Никто ничего не понимал, и все думали, что, пожалуй, это какое-нибудь забавное коленце подвыпившего субъекта. Его усадили на стул. Бессмысленно вращая глазами, сам не понимая, что произошло, он бормотал:
— Ва… ва… что смотришь, дурак? Ва… что смотришь?
Желвак вырастал, вспухал, закрывая глаз, а публика неудержимо хохотала над этим "аттракционом" вне программы.
Удар был нанесен с такой непостижимой и ловкой стремительностью — даже музыканты ничего не успели заметить.
Джаз-бандист, бледный, стискивая зубы, сдерживая свое волнение, продолжал звенеть медными тарелками и ударять обтянутой замшей болванкой о туго натянутую кожу барабана.

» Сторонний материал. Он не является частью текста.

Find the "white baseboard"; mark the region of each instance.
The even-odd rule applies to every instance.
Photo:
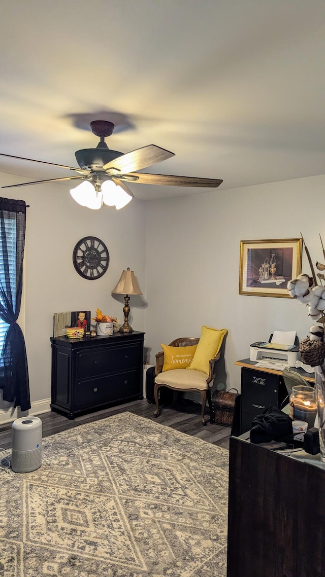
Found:
[[[4,402],[2,402],[4,403]],[[21,417],[27,417],[28,415],[39,415],[41,413],[47,413],[50,411],[50,399],[42,399],[41,400],[36,400],[34,403],[31,403],[31,408],[28,411],[21,411],[19,407],[14,409],[10,406],[8,409],[0,409],[0,425],[4,425],[5,423],[10,423],[16,421],[16,419],[20,418]]]
[[[143,365],[143,398],[146,399],[146,373],[147,370],[150,366],[155,366],[154,365]]]

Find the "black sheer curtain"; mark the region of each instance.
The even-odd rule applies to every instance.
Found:
[[[16,246],[9,243],[9,224],[15,225]],[[23,291],[23,259],[26,228],[26,204],[23,200],[0,197],[0,235],[3,269],[0,275],[0,317],[9,325],[1,354],[0,388],[3,400],[31,408],[25,340],[17,319]],[[9,238],[10,237],[10,238]]]

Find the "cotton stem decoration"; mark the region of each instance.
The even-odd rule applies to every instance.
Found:
[[[325,251],[322,237],[320,242],[323,254],[325,258]],[[315,323],[322,323],[323,326],[313,324],[310,328],[309,335],[300,343],[300,355],[302,362],[315,367],[321,365],[325,359],[325,282],[323,272],[317,273],[317,276],[313,266],[309,251],[302,235],[301,235],[306,254],[312,269],[312,278],[309,275],[299,275],[296,279],[289,280],[287,288],[292,298],[296,298],[302,305],[308,307],[308,316]],[[316,267],[319,271],[325,271],[325,264],[317,262]],[[317,284],[317,278],[321,284]]]

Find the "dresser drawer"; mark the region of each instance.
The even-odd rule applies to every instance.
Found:
[[[135,396],[142,392],[138,370],[86,379],[76,383],[76,406],[97,406]]]
[[[77,379],[127,370],[142,364],[140,343],[80,351],[76,359]]]

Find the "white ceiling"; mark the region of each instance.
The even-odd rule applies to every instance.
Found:
[[[8,0],[1,24],[1,152],[76,166],[108,119],[110,148],[175,153],[144,171],[222,178],[216,193],[325,173],[324,0]]]

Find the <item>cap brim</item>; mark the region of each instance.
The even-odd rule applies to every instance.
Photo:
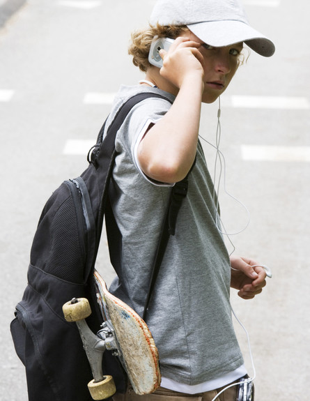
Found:
[[[201,40],[211,46],[222,47],[245,42],[265,57],[270,57],[274,53],[274,45],[270,39],[240,21],[212,21],[187,27]]]

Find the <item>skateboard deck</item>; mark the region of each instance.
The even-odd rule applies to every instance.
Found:
[[[155,391],[161,381],[158,351],[146,324],[130,306],[109,292],[97,271],[94,278],[102,319],[113,327],[118,357],[134,391],[138,395]]]

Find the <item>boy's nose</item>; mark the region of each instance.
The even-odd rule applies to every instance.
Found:
[[[231,69],[229,56],[222,54],[219,54],[216,60],[215,68],[218,73],[228,74]]]

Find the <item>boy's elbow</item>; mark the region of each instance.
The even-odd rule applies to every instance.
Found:
[[[174,183],[182,181],[187,174],[188,170],[179,162],[161,160],[141,166],[144,173],[157,181]]]

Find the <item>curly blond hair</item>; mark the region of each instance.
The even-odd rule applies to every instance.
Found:
[[[132,62],[141,71],[146,73],[150,66],[148,62],[148,53],[154,36],[176,39],[183,32],[188,31],[186,25],[156,26],[150,25],[148,28],[135,31],[132,33],[132,43],[128,54],[132,56]]]

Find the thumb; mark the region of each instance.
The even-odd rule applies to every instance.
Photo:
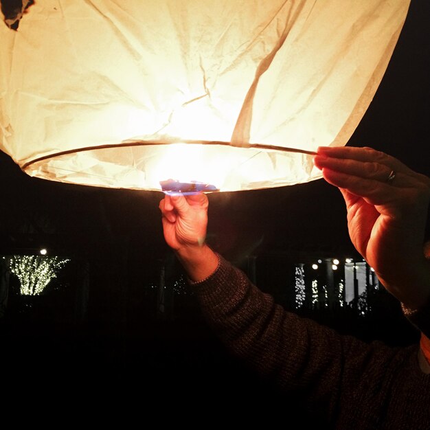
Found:
[[[189,207],[186,199],[181,194],[172,194],[170,202],[179,215],[183,214]]]

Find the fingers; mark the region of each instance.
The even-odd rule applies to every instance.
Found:
[[[360,163],[385,166],[389,170],[401,172],[405,174],[414,174],[415,172],[397,159],[372,148],[354,146],[320,146],[317,150],[317,156],[329,157],[332,159],[349,159]],[[370,170],[372,167],[368,166]]]
[[[372,205],[403,206],[430,195],[429,178],[370,148],[320,147],[313,161],[329,183]]]
[[[374,186],[384,183],[409,188],[428,187],[430,184],[425,175],[414,172],[397,159],[370,148],[320,147],[314,157],[314,164],[323,170],[323,174],[326,168],[354,176],[356,181],[361,179],[380,183],[374,182]],[[334,179],[331,174],[330,178]]]
[[[158,205],[163,217],[163,221],[167,220],[170,223],[174,223],[177,218],[177,214],[174,212],[174,207],[172,203],[170,196],[166,194],[164,198],[160,201]]]
[[[201,207],[205,210],[207,208],[207,196],[203,192],[187,196],[166,194],[159,204],[163,216],[170,223],[174,223],[178,215],[185,215],[190,207]]]

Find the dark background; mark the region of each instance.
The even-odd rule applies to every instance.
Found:
[[[348,144],[385,151],[429,176],[429,19],[430,3],[413,0],[383,82]],[[184,389],[202,402],[216,391],[223,401],[252,405],[275,396],[224,350],[182,288],[163,239],[161,192],[30,178],[0,152],[0,256],[45,247],[71,259],[43,297],[27,300],[11,287],[1,319],[3,386],[135,400],[137,391],[155,403],[190,407]],[[286,259],[354,253],[341,196],[323,180],[209,196],[208,241],[245,270],[256,258],[257,284],[274,295]],[[161,311],[163,270],[170,293]],[[366,339],[416,340],[398,319],[397,304],[382,302],[388,306],[367,321],[322,311],[310,316]]]

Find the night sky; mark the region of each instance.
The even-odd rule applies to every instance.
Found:
[[[430,2],[413,0],[382,83],[348,144],[371,146],[387,152],[409,167],[430,176],[429,19]],[[201,389],[203,383],[197,382],[200,378],[206,378],[208,383],[218,388],[225,382],[220,376],[220,370],[210,374],[212,376],[205,373],[205,366],[209,362],[211,365],[214,364],[209,357],[213,357],[214,351],[218,351],[218,346],[216,341],[209,342],[208,339],[211,342],[212,339],[204,326],[201,331],[187,331],[194,327],[190,317],[173,332],[170,331],[171,328],[166,328],[166,321],[155,328],[155,323],[140,315],[142,309],[137,304],[130,308],[135,299],[136,303],[144,301],[137,292],[138,287],[135,291],[130,286],[131,282],[127,291],[124,286],[118,286],[116,290],[112,286],[115,283],[120,285],[126,278],[144,278],[146,275],[142,273],[157,272],[160,262],[165,261],[168,256],[158,209],[163,197],[161,192],[71,185],[31,178],[3,152],[0,152],[0,255],[25,253],[45,247],[52,255],[95,262],[93,270],[100,264],[104,272],[109,286],[105,290],[98,286],[91,292],[93,304],[90,302],[89,306],[90,311],[93,306],[93,316],[85,322],[85,328],[72,330],[67,327],[65,332],[56,337],[58,326],[48,327],[50,335],[42,340],[43,348],[47,348],[41,356],[43,359],[49,354],[56,354],[57,359],[65,359],[69,367],[72,364],[70,357],[78,362],[78,365],[73,362],[75,371],[65,378],[65,383],[71,383],[78,374],[83,374],[83,369],[98,369],[94,383],[99,383],[104,381],[104,372],[108,368],[114,368],[117,373],[126,364],[135,370],[139,367],[139,359],[146,359],[152,365],[158,363],[155,373],[161,374],[160,383],[170,388],[172,381],[181,385],[185,383],[188,377],[193,380],[192,383],[188,383],[194,388]],[[252,253],[309,252],[346,256],[354,253],[341,195],[324,180],[269,190],[214,193],[209,197],[208,241],[225,256],[239,264]],[[101,262],[114,260],[117,262],[118,260],[126,260],[124,264],[128,269],[115,272],[120,267],[117,264],[111,273]],[[149,280],[150,275],[148,277]],[[104,279],[98,275],[94,283],[101,285]],[[97,306],[95,299],[99,300]],[[124,313],[113,310],[117,304],[128,306],[128,322],[124,322]],[[95,307],[97,313],[93,310]],[[190,315],[194,315],[193,312]],[[131,321],[134,323],[131,324]],[[116,329],[113,328],[115,324]],[[46,323],[44,327],[48,326]],[[121,328],[126,326],[127,332],[130,330],[133,335],[124,359],[124,331]],[[144,327],[145,334],[136,335],[139,326]],[[20,331],[21,335],[23,332]],[[159,337],[150,333],[156,333]],[[59,337],[63,340],[58,340]],[[97,347],[93,346],[95,338]],[[12,340],[13,335],[8,339],[10,345],[16,347]],[[34,337],[23,336],[22,339],[24,343],[36,348]],[[146,350],[152,351],[149,359],[144,350],[136,346],[142,339],[146,343]],[[93,347],[88,347],[86,341]],[[196,342],[200,346],[196,347]],[[27,353],[24,347],[21,348],[23,349],[15,349],[16,360],[21,352]],[[195,355],[190,352],[193,348]],[[168,361],[165,354],[175,359]],[[218,365],[225,364],[224,356],[218,360]],[[181,363],[182,370],[179,368]],[[236,372],[238,384],[248,381],[249,375],[245,378],[240,373],[245,371],[238,370],[236,363],[229,365],[231,366],[229,367],[229,377]],[[45,372],[52,371],[56,374],[63,370],[58,363],[43,368]],[[183,375],[184,368],[185,374],[188,372],[191,376]],[[128,374],[129,379],[131,373]],[[142,370],[136,374],[142,381],[148,377]],[[216,381],[220,377],[220,382]],[[40,381],[43,379],[41,376]],[[38,378],[36,380],[39,382]],[[149,383],[152,388],[158,383],[154,375]],[[238,391],[236,385],[230,389],[233,390],[231,396],[234,389],[238,395],[243,395],[243,391]],[[171,392],[177,392],[179,395],[178,388]]]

Этот джаз-бандист и был виновником забавного происшествия. Лишь только лейб-медик его величества шаха попытался взобраться на эстраду, Виктор Ревич, в прошлом кавалерийский офицер, а теперь джаз-бандист, тотчас же узнал Карикозова, хотя с первой и последней встречи их минуло уже около десяти лет. Воспоминания были так отвратительны, что Ревич, боксер и спортсмен, с молниеносной быстротой свел свои счеты с подвыпившим нахалом.
…Это было в Константинополе, тотчас же после эвакуации Крыма войсками Врангеля. Английская разведка ревниво следила, чтобы русские офицеры не продавали оружия эмиссарам Кемаля-паши. В этих целях агенты англичан широко занимались провокацией.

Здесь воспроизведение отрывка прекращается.